Security and privacy are top concerns for many IT professionals, and it's especially relevant now, after 2014's highly publicized data breaches.
Because of the constant concerns about security and privacy, Tech Pro Research, ZDNet's premium content sister site, conducted a new survey on the topic and compared the results back to a previous survey from 2013.
Companies around the world were victim to numerous bouts of malware, insider threats, stolen data and exploited vulnerabilities, many of which prompted urgent or emergency patches that disrupted IT departments and users alike. Big companies weren't immune to this plague, with Target and Home Depot suffering the sting of data breaches.
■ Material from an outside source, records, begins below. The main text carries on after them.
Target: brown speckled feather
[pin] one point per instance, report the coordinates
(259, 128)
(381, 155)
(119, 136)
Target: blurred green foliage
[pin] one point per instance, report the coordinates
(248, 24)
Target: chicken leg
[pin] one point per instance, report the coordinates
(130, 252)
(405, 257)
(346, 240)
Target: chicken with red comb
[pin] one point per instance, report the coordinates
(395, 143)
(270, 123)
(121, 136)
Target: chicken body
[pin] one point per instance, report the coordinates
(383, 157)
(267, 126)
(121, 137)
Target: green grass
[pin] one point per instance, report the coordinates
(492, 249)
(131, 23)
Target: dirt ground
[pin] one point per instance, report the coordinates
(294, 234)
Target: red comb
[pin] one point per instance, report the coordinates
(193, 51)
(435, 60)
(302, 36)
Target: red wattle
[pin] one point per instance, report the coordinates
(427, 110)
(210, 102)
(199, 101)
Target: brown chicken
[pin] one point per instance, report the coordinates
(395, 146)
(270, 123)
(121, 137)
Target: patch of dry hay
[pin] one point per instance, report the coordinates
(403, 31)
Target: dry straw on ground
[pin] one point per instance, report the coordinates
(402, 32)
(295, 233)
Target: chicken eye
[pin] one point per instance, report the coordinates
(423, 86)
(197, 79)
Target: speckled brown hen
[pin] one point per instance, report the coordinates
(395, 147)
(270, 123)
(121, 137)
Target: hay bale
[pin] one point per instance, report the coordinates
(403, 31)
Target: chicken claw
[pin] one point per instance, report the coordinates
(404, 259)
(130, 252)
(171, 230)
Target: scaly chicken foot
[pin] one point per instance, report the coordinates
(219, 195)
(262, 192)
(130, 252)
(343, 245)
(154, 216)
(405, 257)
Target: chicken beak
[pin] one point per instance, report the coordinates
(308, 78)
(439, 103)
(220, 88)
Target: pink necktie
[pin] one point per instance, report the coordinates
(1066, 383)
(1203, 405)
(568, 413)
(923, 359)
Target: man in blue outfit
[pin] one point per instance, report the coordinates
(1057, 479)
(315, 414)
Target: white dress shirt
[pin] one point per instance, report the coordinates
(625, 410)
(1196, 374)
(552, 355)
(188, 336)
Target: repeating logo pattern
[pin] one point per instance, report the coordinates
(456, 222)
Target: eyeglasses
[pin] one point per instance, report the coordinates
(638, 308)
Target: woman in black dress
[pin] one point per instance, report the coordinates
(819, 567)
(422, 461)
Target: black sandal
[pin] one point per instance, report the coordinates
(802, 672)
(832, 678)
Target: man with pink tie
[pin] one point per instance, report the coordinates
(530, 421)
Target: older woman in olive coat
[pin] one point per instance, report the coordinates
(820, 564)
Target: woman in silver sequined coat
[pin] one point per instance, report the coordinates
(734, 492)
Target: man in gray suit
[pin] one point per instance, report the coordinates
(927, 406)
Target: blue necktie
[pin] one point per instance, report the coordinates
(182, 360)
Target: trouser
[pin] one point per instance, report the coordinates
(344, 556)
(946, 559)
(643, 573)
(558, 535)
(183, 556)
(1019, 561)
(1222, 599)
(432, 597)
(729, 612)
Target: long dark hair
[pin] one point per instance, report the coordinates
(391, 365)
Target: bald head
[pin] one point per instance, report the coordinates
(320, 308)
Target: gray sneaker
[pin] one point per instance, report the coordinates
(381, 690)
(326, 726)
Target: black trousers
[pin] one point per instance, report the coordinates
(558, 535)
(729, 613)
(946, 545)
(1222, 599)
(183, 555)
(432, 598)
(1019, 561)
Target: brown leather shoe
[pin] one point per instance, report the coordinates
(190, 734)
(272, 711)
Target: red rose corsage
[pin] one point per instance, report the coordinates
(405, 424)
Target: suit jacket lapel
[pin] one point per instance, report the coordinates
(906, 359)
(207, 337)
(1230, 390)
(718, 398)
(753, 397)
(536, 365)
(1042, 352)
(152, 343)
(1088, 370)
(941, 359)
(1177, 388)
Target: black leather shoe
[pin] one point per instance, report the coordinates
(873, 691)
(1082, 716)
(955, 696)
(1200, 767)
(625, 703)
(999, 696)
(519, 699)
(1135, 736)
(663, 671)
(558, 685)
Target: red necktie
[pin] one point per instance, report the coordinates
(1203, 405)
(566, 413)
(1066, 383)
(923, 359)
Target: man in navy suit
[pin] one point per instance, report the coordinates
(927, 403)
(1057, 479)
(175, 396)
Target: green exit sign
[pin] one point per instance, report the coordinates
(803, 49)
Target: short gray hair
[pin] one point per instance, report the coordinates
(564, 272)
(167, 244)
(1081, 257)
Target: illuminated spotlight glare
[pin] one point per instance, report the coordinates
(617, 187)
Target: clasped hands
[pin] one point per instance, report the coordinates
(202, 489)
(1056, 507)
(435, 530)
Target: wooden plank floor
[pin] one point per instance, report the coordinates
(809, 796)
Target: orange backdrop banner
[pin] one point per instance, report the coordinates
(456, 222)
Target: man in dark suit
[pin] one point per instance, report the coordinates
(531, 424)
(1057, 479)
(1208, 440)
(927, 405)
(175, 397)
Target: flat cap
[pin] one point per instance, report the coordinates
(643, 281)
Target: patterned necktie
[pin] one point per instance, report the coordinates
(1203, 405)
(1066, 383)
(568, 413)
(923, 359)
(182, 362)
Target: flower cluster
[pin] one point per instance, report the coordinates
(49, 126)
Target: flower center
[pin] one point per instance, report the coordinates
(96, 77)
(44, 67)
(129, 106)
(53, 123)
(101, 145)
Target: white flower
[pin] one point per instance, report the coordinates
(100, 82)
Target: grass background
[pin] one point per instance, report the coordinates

Celebrities were also targeted, with compromised iCloud accounts resulting in personal photos being leaked online.
The numerous bouts of security and privacy breaches in 2014 were an obvious cause of concern to many, with 84 percent of survey respondents reporting an increase in security and privacy concerns for this year, compared to 2014. It's clear that almost everyone anticipates the need to prepare for security struggles in the upcoming months.
Many are confident that they will be able to handle the security threats, with 59 percent of respondents expecting to be more secure in 2015 and 32 percent predicting no change in their organization's security and privacy. Only 9 percent expect to be less secure than in 2014.
Security and privacy breaches
The survey found that 35 percent of organizations had experienced some type of security or privacy breach in 2014, with 11 percent reporting that it was a major breach, and 24 percent describing it as minor. Large companies and small companies were both affected by breaches, and larger companies with more than 1,000 employees were slightly more likely to have experienced a breach, with 40 percent experiencing a security breach, compared to 32 percent of companies with fewer than 50 employees.
And the industry most impacted was government, with education reporting no major breaches at all, and being better at blocking incidents than any other industry.
It's not a surprise that half of respondents stated their security budgets would increase, but it is somewhat unexpected that only 15 percent reported significant increases. About a third stated slight increases were underway.
Given the anything goes nature of 2014 security breaches -- which should have been a wake-up call for any organization too distracted or complacent to take security seriously -- one might expect higher spikes in funding. The fact nearly half of respondents stated their budgets would remain the same indicate that the ability to allocate significant security budget increases is rare. This is corroborated by the fact 34 percent of respondents felt lack of security budgeting would be a security challenge in 2015. It may also be that some respondent organizations felt they were doing well with what they had. Very few reported decreases in security funding; this isn't a priority which is expected to die down anytime soon.
The report shows that security and privacy are clearly full of challenges for companies that want to protect their data and assets from security and privacy violations. But, the report shows that confidence levels and planned projects mean that most respondents and their organizations feel up to the task.